Like honest man, calm women, and fire-breathing dragons, that codebase does not exist.

But we have a vision for it, and the vision is beautiful. It's as elegant as Giselle on Armani. I think some words of explanation are needed here: Why is it beautiful? And why is that important?

It's closed for modification and open for extension. Which means two things; first, we'll have basic FARG functionality provided, for free, with no need to deal with it's internals (slipnets, codelets, temperature, coderack, maybe even hedonic feedback regulation will make it to v. 1.0). Our evolving system is based on the notion of connotations. And the idea of connotation explosion is explored in full. All you should need to do to create a new FARG system is to develop the right connotations. For Copycat, that might be, "Letter B", "First", "three", "Sameness group", "Sucessorship Group", "opposite", and so on. Write some code for these, and the system should run, beautifully.
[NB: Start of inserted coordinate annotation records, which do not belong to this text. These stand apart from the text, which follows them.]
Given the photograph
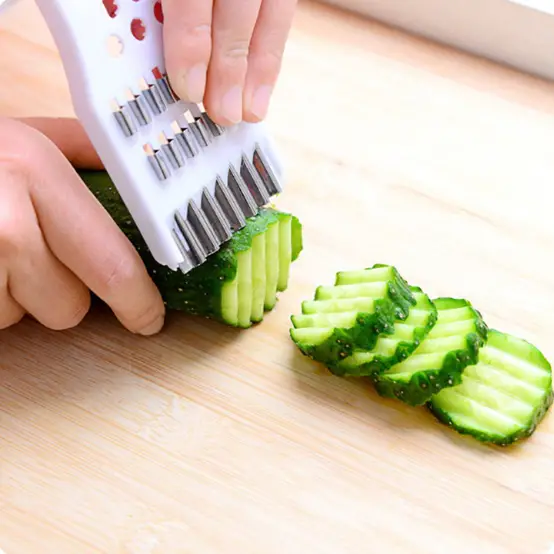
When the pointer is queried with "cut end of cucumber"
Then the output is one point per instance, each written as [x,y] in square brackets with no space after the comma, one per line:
[503,397]
[352,314]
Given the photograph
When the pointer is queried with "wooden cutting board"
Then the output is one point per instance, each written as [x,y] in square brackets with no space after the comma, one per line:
[206,440]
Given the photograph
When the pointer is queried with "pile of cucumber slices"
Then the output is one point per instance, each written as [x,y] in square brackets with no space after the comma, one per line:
[439,352]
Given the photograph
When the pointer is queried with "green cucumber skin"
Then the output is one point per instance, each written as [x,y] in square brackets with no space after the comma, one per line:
[369,326]
[379,364]
[498,440]
[199,291]
[424,384]
[493,438]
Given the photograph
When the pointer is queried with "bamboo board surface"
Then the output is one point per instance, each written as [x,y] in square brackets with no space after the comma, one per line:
[206,440]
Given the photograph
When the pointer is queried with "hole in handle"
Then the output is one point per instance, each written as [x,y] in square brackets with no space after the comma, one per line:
[111,7]
[138,29]
[114,46]
[158,11]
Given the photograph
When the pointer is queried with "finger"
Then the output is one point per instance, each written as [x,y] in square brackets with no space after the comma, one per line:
[265,57]
[187,46]
[82,235]
[10,311]
[37,282]
[233,25]
[70,137]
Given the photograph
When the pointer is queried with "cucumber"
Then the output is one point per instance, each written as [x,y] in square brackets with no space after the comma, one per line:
[352,314]
[438,362]
[237,284]
[503,397]
[392,349]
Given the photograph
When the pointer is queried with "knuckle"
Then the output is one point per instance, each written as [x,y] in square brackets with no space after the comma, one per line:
[269,61]
[11,319]
[76,311]
[192,43]
[235,49]
[12,236]
[119,274]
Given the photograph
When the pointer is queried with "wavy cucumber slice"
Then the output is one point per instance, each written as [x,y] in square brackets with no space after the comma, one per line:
[392,349]
[351,314]
[438,362]
[503,397]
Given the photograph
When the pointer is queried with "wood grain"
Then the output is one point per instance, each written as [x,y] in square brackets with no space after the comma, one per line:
[205,440]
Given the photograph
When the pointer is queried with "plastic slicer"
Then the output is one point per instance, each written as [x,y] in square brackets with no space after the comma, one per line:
[187,182]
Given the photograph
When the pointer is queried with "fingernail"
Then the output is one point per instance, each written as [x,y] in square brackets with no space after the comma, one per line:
[231,105]
[260,101]
[193,84]
[153,328]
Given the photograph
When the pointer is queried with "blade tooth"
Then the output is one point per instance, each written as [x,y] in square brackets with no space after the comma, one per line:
[154,100]
[187,264]
[174,157]
[197,250]
[165,90]
[229,205]
[140,111]
[266,173]
[253,182]
[176,151]
[215,129]
[240,191]
[125,122]
[202,228]
[216,217]
[187,143]
[199,133]
[160,167]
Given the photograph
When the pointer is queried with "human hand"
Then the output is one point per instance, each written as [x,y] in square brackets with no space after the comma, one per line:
[226,53]
[56,241]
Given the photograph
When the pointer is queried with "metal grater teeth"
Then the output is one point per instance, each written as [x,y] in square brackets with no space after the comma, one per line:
[165,90]
[196,248]
[229,205]
[219,222]
[240,191]
[215,129]
[154,100]
[125,122]
[160,167]
[199,222]
[265,172]
[187,143]
[187,264]
[173,155]
[253,182]
[140,111]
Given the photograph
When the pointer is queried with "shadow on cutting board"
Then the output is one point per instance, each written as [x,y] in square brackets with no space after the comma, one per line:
[101,367]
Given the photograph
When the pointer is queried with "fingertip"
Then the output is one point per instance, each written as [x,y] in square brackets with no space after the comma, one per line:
[190,83]
[257,104]
[152,328]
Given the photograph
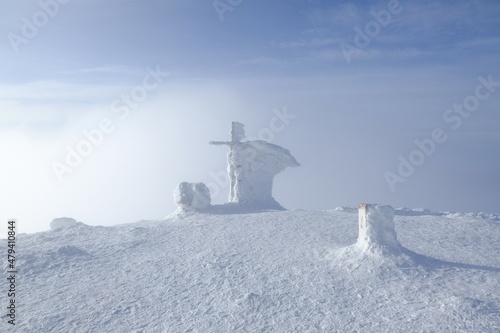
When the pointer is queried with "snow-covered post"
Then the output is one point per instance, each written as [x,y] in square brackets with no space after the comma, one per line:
[376,229]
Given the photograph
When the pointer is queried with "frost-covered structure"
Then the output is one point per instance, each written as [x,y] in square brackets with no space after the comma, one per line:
[62,222]
[377,230]
[192,196]
[252,166]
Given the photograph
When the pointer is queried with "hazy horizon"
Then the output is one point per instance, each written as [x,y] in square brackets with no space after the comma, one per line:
[365,84]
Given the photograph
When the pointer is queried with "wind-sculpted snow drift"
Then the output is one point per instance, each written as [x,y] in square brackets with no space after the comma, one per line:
[277,271]
[377,229]
[252,166]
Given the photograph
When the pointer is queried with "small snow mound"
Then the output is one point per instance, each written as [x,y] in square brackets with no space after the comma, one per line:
[63,222]
[346,209]
[192,197]
[377,230]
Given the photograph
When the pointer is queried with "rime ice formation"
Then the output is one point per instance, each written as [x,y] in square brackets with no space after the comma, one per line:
[252,166]
[377,230]
[62,222]
[192,196]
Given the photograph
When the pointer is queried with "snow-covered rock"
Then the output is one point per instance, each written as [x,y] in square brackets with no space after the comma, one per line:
[252,166]
[268,272]
[377,229]
[62,222]
[192,196]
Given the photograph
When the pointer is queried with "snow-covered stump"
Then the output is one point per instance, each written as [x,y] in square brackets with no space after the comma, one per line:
[377,231]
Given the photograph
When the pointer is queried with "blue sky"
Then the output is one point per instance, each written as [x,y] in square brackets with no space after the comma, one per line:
[353,116]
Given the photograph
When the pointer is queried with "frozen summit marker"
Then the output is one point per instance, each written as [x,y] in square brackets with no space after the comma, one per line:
[252,166]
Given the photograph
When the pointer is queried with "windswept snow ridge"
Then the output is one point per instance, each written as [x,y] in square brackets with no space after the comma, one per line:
[286,271]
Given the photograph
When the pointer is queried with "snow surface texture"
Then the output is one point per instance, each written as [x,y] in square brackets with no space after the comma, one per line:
[62,222]
[192,197]
[285,271]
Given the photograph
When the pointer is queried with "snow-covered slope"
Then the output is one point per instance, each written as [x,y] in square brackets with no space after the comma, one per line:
[289,271]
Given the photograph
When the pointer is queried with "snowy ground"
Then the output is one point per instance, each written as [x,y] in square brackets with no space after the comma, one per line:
[290,271]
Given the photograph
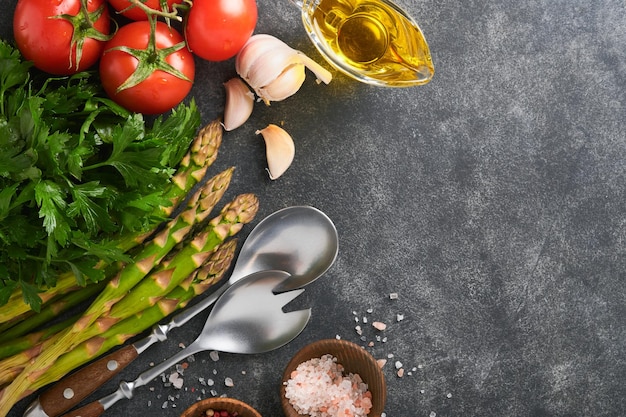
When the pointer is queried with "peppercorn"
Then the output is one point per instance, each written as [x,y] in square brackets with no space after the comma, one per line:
[219,413]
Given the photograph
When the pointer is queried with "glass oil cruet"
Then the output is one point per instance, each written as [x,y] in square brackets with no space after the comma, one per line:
[372,41]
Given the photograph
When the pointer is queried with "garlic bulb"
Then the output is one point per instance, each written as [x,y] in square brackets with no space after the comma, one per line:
[273,69]
[279,149]
[239,103]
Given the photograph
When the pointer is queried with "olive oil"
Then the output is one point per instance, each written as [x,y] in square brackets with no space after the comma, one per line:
[373,41]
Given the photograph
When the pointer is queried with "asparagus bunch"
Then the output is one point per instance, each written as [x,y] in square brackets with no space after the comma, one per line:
[166,269]
[199,206]
[127,284]
[98,343]
[191,170]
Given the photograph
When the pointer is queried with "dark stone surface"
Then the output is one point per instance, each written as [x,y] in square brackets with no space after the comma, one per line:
[492,201]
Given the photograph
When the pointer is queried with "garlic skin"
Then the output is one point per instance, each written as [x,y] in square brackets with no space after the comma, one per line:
[273,69]
[279,149]
[239,103]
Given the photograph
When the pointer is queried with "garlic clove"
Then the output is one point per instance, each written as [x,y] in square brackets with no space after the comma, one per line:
[256,46]
[239,103]
[285,85]
[270,65]
[264,59]
[279,149]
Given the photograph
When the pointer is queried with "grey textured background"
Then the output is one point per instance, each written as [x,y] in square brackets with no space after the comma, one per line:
[491,200]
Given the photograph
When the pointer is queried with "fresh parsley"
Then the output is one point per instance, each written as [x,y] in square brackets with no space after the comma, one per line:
[77,171]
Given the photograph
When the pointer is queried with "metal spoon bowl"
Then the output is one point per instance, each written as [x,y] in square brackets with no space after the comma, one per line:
[248,318]
[300,240]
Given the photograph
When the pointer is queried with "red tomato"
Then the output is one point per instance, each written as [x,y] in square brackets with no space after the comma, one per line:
[46,40]
[217,29]
[135,13]
[161,90]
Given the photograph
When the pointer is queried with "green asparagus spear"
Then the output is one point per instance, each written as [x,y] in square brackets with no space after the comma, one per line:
[230,221]
[199,282]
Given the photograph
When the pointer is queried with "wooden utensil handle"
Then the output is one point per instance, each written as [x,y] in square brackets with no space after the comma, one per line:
[94,409]
[71,390]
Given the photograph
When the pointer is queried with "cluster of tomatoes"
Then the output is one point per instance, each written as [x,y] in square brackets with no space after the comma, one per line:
[145,64]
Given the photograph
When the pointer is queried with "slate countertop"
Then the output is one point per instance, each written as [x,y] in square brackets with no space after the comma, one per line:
[491,201]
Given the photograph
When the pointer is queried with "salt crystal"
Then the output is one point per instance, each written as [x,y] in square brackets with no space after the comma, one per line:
[379,325]
[176,380]
[319,384]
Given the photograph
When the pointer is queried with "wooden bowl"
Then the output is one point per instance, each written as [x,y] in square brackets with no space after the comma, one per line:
[354,359]
[220,403]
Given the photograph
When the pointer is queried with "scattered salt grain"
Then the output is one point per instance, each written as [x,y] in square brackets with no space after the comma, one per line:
[319,388]
[176,380]
[379,325]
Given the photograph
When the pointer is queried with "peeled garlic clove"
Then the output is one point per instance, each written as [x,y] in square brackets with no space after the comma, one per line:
[285,85]
[239,103]
[279,149]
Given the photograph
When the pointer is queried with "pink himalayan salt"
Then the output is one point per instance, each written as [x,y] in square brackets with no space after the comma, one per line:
[318,388]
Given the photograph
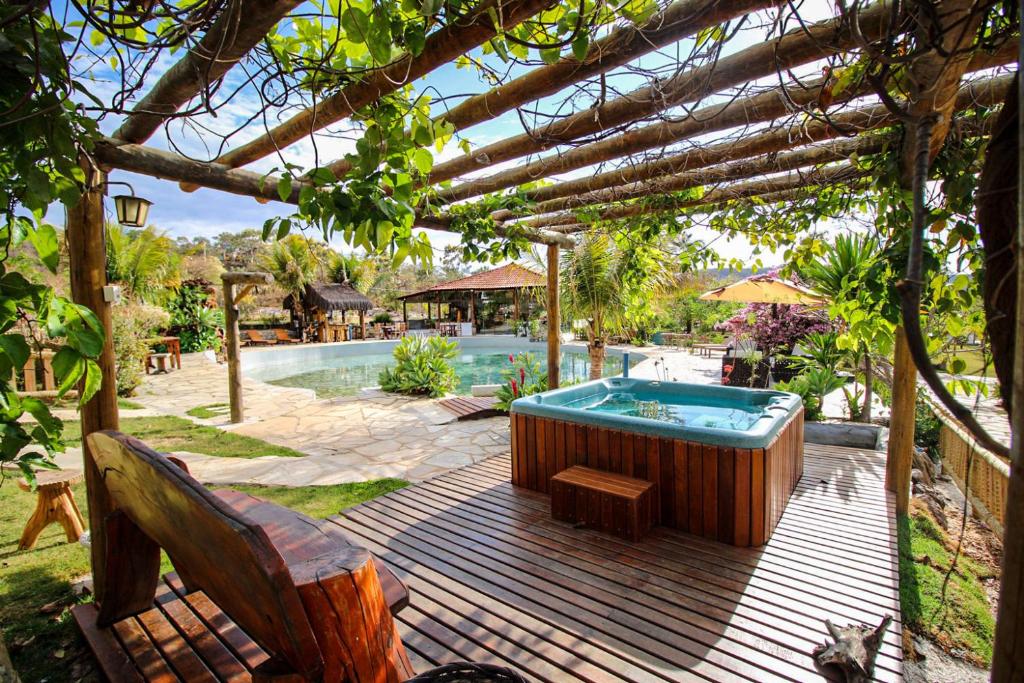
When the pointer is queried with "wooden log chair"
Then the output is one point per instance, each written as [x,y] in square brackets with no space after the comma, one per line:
[320,605]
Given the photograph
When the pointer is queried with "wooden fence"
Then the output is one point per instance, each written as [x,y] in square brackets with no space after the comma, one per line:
[36,379]
[989,474]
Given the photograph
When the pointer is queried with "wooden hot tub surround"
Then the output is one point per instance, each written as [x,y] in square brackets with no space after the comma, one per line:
[735,496]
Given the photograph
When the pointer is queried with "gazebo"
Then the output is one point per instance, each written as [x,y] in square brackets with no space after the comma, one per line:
[322,300]
[463,293]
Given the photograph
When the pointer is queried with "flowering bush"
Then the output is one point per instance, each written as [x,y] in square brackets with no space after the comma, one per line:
[523,377]
[776,328]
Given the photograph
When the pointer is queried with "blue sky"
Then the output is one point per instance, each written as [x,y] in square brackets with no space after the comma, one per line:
[208,212]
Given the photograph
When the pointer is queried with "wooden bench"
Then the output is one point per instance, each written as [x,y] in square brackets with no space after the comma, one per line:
[608,502]
[320,605]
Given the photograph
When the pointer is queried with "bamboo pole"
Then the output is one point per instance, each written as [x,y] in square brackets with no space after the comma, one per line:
[441,47]
[748,168]
[240,28]
[765,107]
[665,203]
[988,92]
[796,47]
[681,18]
[87,254]
[554,319]
[901,424]
[232,346]
[1008,655]
[167,165]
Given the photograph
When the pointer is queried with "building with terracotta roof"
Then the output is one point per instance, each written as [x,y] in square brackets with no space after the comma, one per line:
[492,300]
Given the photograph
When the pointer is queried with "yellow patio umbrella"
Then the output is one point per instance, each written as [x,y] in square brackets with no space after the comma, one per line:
[765,289]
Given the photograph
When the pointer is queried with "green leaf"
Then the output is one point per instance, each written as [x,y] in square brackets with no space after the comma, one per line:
[285,187]
[93,380]
[14,346]
[356,25]
[69,367]
[551,55]
[44,239]
[423,160]
[580,46]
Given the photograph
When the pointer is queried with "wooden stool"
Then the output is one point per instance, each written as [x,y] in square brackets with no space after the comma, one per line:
[608,502]
[54,503]
[163,361]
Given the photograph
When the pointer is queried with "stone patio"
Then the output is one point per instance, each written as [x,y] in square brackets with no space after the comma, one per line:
[354,438]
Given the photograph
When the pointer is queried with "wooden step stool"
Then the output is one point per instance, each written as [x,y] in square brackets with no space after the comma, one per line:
[612,503]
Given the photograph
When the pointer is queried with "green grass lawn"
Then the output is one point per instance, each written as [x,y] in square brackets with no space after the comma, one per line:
[958,617]
[169,432]
[209,412]
[46,646]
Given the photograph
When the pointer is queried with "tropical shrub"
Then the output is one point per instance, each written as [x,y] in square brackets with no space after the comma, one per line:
[132,324]
[144,262]
[523,377]
[776,328]
[812,385]
[193,319]
[422,367]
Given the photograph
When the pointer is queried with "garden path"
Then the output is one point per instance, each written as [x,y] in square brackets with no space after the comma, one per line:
[353,438]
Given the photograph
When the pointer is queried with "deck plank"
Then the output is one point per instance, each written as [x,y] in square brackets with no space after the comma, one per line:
[468,538]
[495,579]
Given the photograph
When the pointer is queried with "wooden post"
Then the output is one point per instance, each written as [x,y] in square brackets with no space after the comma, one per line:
[554,318]
[1008,655]
[233,350]
[901,423]
[87,254]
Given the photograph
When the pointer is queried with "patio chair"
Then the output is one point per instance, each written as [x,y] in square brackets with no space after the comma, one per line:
[284,338]
[254,338]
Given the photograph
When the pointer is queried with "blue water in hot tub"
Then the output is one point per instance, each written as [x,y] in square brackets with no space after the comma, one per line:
[702,413]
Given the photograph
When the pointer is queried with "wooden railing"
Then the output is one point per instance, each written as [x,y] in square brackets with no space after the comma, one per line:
[36,378]
[986,482]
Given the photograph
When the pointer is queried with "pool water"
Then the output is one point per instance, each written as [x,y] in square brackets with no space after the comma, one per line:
[695,412]
[344,376]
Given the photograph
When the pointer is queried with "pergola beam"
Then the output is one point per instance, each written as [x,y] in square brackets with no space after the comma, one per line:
[797,47]
[240,28]
[762,108]
[986,92]
[663,204]
[681,18]
[441,46]
[169,166]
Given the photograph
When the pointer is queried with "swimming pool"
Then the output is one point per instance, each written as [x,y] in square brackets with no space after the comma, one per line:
[341,370]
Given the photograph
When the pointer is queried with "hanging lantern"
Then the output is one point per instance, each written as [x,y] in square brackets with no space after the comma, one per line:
[132,211]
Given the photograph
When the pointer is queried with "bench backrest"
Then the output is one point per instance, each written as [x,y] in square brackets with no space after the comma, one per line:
[226,555]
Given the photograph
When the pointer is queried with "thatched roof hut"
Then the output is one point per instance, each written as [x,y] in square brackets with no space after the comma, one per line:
[330,297]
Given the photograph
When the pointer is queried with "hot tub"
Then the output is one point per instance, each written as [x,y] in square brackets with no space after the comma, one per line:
[725,459]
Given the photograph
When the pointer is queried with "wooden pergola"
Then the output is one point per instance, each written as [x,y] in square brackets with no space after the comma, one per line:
[779,161]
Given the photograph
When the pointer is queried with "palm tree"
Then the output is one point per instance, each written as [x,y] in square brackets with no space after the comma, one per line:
[144,262]
[597,287]
[353,270]
[292,264]
[840,272]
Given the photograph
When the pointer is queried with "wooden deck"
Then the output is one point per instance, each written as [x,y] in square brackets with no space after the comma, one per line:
[494,579]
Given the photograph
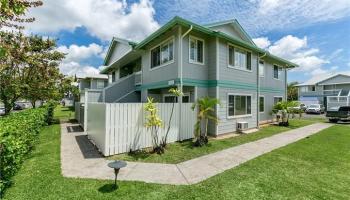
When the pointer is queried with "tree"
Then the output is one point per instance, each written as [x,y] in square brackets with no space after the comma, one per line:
[292,91]
[12,65]
[206,112]
[177,93]
[154,122]
[42,76]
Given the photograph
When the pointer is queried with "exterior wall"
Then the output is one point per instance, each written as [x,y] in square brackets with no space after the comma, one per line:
[119,50]
[227,124]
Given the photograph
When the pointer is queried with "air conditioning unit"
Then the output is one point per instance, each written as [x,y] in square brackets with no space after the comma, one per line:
[241,126]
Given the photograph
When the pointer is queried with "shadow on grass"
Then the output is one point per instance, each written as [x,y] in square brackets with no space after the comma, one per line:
[108,188]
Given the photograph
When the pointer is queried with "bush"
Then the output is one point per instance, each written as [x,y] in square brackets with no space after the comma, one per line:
[18,133]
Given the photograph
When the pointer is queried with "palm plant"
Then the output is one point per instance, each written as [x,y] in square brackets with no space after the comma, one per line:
[206,112]
[177,93]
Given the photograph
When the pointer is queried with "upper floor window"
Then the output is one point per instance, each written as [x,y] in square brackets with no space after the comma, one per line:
[239,58]
[162,54]
[261,68]
[277,72]
[196,50]
[239,105]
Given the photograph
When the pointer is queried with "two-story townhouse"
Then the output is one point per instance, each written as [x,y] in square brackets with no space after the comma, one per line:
[317,90]
[218,60]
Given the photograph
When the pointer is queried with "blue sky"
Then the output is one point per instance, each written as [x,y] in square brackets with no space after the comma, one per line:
[314,34]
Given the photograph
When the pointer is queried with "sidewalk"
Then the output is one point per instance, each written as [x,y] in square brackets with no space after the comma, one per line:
[80,159]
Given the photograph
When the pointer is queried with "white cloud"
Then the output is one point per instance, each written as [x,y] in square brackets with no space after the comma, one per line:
[296,50]
[103,18]
[262,42]
[76,55]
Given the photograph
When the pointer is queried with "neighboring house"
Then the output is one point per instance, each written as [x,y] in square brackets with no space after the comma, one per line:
[92,83]
[217,60]
[316,90]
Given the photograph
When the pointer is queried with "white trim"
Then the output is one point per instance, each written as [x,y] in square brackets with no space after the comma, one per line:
[189,50]
[238,116]
[261,76]
[234,50]
[171,95]
[160,45]
[259,104]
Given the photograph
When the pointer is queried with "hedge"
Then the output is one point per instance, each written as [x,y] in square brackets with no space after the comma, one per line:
[18,133]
If that ever happens, and the codebase is robust (i.e., it accepts other, new, domains, without having to rewrite its internals), then that codebase should be getting closer and closer to the truth. That being something the likes of figure 49 of Harry's thesis--note, as an aside, that in the paper I've linked here I think that Harry underestimates Jeff Hawkins.

But it is beautiful, also, because it employs recursion, symmetry, polymorphism, in such new, very new, ways. I think even people interested in programming languages might be interested in seeing what we are coming up with. It has some repercussions in that arena. But that's only for when we have a good, solid working model. So our first task for this year is to delve on hedonic feedback and autoregulatory learning (i.e., autoprogramming), and a connotation transfer-based form of programming. After we have some reports on these, we should be able to enjoy large gains in productivity.

And as any economist will tell you, a productivity gain is one of the greatest things you can ever achieve in your endeavors. Large productivity gains change everything. There were cars before Henry Ford, and there was such as thing as a "world-wide web" before Netscape. But those brought productivity gains, changing "the curve of the curve". This is what FARG needs. So here's some reasoning for optimism, in spite of the ugly economic downturns ahead:

  1. FARG changes everything; with it we have a scientific model, and an agenda, for understanding what understanding itself is all about.
  2. BUT FARG is hard to implement. Very hard to build. Nasty problems abound.
  3. A large productivity gain in FARG development could help bring massive change in this second point; and
  4. If that gain comes through a solid codebase, the though constrains imposed on the codebase to reflect human cognition should, in the long run, provide a better perspective towards a full theory of human high-level cognition.
So there it is. Have a great 2008! As a general policy, it's always better to start a year with ambitious, optimistic dreams, and leave the screwing up for later, on the coming months.